The Serenity Operating System 🐞
https://serenityos.org
BSD 2-Clause "Simplified" License
30.79k stars 3.18k forks source link

Kernel: Implement `madvise`/`posix_fadvise` #18579

Open Hendiadyoin1 opened 1 year ago

Hendiadyoin1 commented 1 year ago

madvise allows a userspace programm to tell the kernel, how it intends to access mapped memory.

Currently we only load mapped files lazily one page at a time, when said page is accessed, which slows down serial IO intensive workloads like multimedia decoders. For such applications it might be useful to support MADV_SEQUENTIAL to increase the loaded pages at a time, or even MADV_WILLNEED to start an early (asynchronous) load of the mapped data

Also linux' MADV_FREE might be helpful to allow the kernel to for example reclaim parts of the heap that are no longer needed

Additionally MADV_SEQUENTIAL can be used as a hint to the kernel during memory pressure to prefer early pages of mapped files during eviction

Man page

Similar goes for the more posixy posix_fadvise

Panky-codes commented 1 year ago

*posix_madvice instead of madvice.

So a prerequisite for this would be to have readahead infrastructure right? I assume we don't have it yet.

Hendiadyoin1 commented 1 year ago

No we don't have any read-ahrad infrastructure yet, it would likely mainly entail creating an async read request and a way of propagating and checking for partial success of it.

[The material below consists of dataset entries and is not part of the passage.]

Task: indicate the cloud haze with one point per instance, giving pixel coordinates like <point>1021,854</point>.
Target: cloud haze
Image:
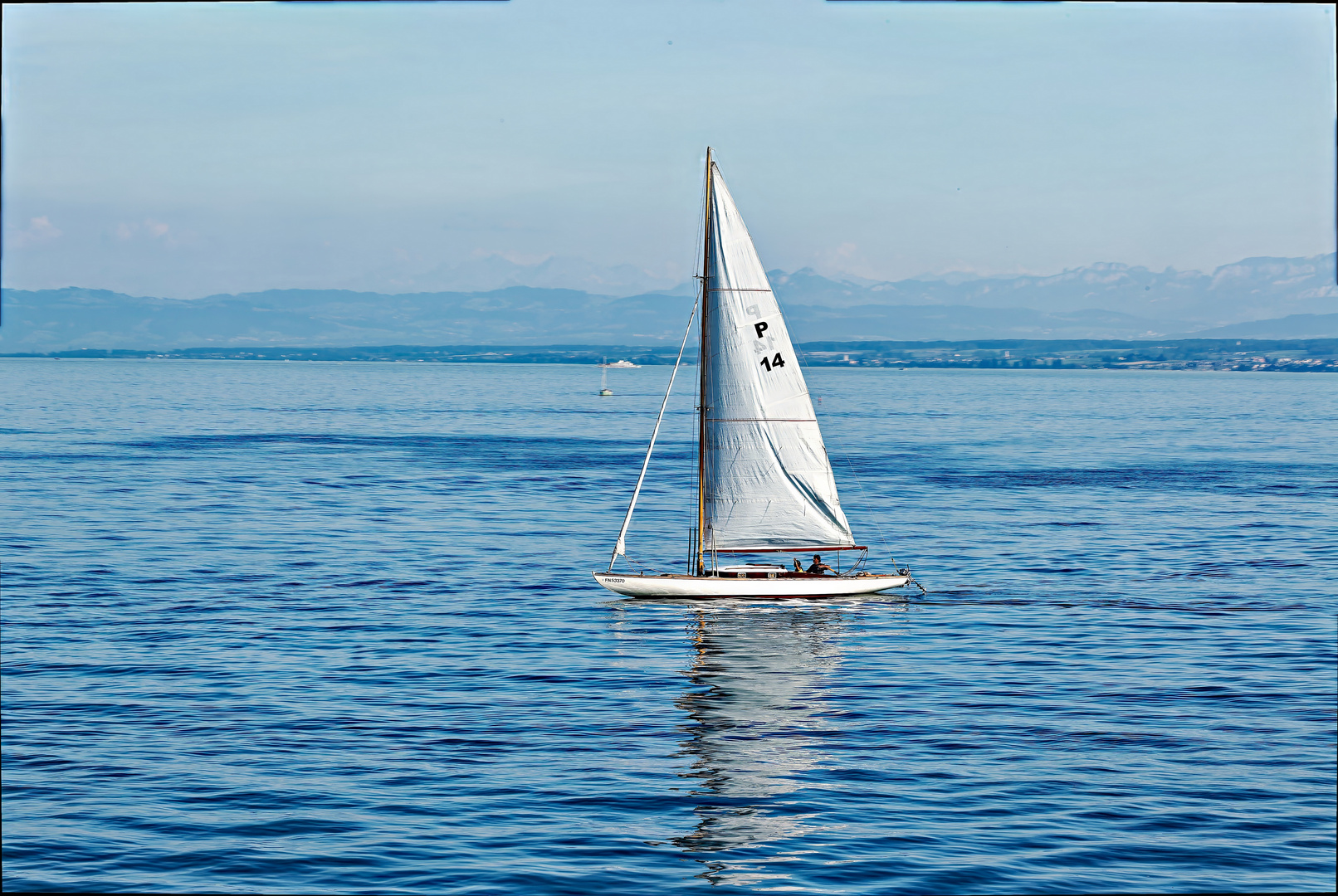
<point>185,150</point>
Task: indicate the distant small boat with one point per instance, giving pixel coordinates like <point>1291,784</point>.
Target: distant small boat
<point>764,483</point>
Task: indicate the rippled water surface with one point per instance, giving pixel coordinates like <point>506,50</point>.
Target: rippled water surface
<point>330,629</point>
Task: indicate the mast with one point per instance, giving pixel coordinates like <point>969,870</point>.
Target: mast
<point>703,360</point>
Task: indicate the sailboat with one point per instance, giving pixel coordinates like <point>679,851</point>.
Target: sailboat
<point>764,482</point>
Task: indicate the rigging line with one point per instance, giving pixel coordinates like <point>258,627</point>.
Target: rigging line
<point>621,546</point>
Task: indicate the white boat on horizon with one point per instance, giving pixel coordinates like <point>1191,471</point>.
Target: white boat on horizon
<point>764,482</point>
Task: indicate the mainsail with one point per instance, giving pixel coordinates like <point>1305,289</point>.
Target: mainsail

This is how I imagine this could work, but might not necessarily be the ideal way of doing it, and definitely is not the easiest/least invasive way, So take it with a grain of salt

Like when we request to access a page soon, we start a request for the next few pages and don't block on it. When then accessing a page that is in that mapping, we would look for the request containing it and checking the request for partial completion, ie if that page is already present, or interrogate the corresponding device for such a state, and of that is not the case we should allow waiting for such a partial success. If we run over the premapped memory we would go through a similar process and just block for the first page, and then let the rest run in the background

Panky-codes commented 1 year ago

IIUC, we don't have a generic page cache like in Linux but rather we have a buffer cache per block device-based FS. So we could do something similar to what you suggest, if this flag is set, whenever we do a read, we will do read + read ahead and only block on the read that was requested. Hopefully, when the application asks for next the block, it might already be in the buffer cache instead of doing an explicit IO.

One problem I see is the limitation we have in the block layer where we can do only a max of 4k blocking IO in most drivers. The real benefit of RA will come if the block device can do bigger IO than the requested IO size and when the application does the next seq. read, we have it in the buffer cache. So I don't see having a real benefit of madvise increasing the performance until we fix the bottleneck in the block layer. I have some ideas there but it will definitely take some time.

Hendiadyoin1 commented 1 year ago

The FS layer only reads one (fs) block at a time (1 page by "coincidence") but only ever gets requested to do 1 page aswell

Panky-codes commented 1 year ago

The FS layer only reads one (fs) block at a time (1 page by "coincidence") but only ever gets requested to do 1 page aswell

Yeah. But if we have RA in place, FS layer can still request 1 block at a time, but the block layer should send a bigger request (ofc keeping the EOF into account), and have the adjacent blocks in the block cache before the FS does an explicit request for the next block.